Comment 11 J. Adam Hough 2006-05-05 00:32:17 UTC
I am getting the same problems with this kernel 2.6.16-1.2107_FC5 on a IBM t41p
which uses the e1000 driver and on my home system which uses the forcedeth
driver  I however add a twist to this problem in that on my two work machines
with this same kernel using the tg3 driver do work.  My machines at work are on
the LSU network and my home machines are on the cox network here in Baton Rouge.
 I have not tried using my laptop at owrk with the lastest kernel.

From my home I am able to do dns lookups pings and the initial http handshake.

Reverting to the previous kernel 2.6.16-1.2096_FC5 does restore connectivity.

Comment 12 David Highley 2006-05-05 03:42:29 UTC
I can confirm that it appears to be network related and it does not matter
whether you define the network paramters or use dhcp.

Note with what appears to be a new update process of removing previous kernels
leaving one previous; if we get two bad kernels in a row the systems will be toast.

Comment 13 Brian Daniels 2006-05-05 12:54:47 UTC
>if we get two bad kernels in a row the systems will be toast.

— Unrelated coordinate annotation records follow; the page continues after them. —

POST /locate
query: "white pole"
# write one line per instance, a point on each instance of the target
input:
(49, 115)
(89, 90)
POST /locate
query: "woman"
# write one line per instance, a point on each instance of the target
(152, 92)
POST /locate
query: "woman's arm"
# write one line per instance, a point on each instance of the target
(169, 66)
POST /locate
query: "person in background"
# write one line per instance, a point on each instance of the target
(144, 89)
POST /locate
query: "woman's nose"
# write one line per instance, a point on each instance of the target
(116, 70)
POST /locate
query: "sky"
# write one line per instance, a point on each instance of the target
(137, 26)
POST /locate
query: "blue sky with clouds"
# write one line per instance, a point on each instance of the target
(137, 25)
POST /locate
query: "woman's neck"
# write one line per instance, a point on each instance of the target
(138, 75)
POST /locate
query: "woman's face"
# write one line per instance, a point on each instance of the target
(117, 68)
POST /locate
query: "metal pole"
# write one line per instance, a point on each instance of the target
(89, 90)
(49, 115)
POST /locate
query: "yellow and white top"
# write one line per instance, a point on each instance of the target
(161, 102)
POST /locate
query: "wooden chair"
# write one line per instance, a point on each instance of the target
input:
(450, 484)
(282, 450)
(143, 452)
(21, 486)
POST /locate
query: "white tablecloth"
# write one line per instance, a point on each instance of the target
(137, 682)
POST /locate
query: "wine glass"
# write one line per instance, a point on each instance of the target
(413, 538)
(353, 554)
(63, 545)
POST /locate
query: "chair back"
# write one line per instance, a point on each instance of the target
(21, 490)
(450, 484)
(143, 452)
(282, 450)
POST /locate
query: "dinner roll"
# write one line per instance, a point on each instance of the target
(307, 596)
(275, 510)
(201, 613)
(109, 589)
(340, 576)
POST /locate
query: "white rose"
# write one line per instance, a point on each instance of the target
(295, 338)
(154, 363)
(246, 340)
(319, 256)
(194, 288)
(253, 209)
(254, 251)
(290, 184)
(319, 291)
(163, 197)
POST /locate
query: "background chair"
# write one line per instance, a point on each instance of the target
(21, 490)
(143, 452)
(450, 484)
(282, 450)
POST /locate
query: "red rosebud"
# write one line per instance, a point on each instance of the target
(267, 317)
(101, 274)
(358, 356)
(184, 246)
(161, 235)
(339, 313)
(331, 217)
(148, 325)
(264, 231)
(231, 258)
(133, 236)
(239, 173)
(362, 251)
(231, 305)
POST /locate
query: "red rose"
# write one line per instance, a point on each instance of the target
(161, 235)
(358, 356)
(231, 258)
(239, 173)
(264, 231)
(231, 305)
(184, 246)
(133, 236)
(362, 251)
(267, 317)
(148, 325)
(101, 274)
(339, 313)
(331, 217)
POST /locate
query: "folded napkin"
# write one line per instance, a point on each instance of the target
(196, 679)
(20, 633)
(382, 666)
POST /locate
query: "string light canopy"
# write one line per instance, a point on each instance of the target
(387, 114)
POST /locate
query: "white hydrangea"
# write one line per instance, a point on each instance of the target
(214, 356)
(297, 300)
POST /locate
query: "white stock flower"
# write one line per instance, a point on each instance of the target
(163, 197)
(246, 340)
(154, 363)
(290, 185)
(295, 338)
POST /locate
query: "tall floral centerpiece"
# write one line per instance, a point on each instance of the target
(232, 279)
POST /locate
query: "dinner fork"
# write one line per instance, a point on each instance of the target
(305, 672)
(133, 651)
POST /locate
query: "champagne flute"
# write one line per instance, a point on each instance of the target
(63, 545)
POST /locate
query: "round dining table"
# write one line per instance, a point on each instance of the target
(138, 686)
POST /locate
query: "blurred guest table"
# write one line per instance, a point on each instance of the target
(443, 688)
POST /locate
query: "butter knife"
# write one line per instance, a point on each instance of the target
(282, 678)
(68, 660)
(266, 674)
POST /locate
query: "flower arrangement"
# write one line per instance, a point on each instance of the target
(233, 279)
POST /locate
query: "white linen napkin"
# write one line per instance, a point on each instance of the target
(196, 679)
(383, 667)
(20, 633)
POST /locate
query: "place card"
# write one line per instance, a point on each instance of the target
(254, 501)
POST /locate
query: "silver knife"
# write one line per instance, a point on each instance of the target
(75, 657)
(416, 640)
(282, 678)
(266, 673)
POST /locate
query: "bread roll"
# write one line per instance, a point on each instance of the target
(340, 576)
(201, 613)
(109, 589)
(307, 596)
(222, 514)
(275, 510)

My understanding is that you can avoid this by editing (as root): 
/etc/yum/pluginconf.d/installonlyn.conf

Change 
tokeep = 2

to however many kernels you want to keep on the system.

Comment 14 Russ Price 2006-05-05 20:46:13 UTC
Problem appears fixed in 2111.

Comment 15 Stanis Trendelenburg 2006-05-05 21:04:51 UTC
2.6.16-1.2111_FC5 fixed it for me, too.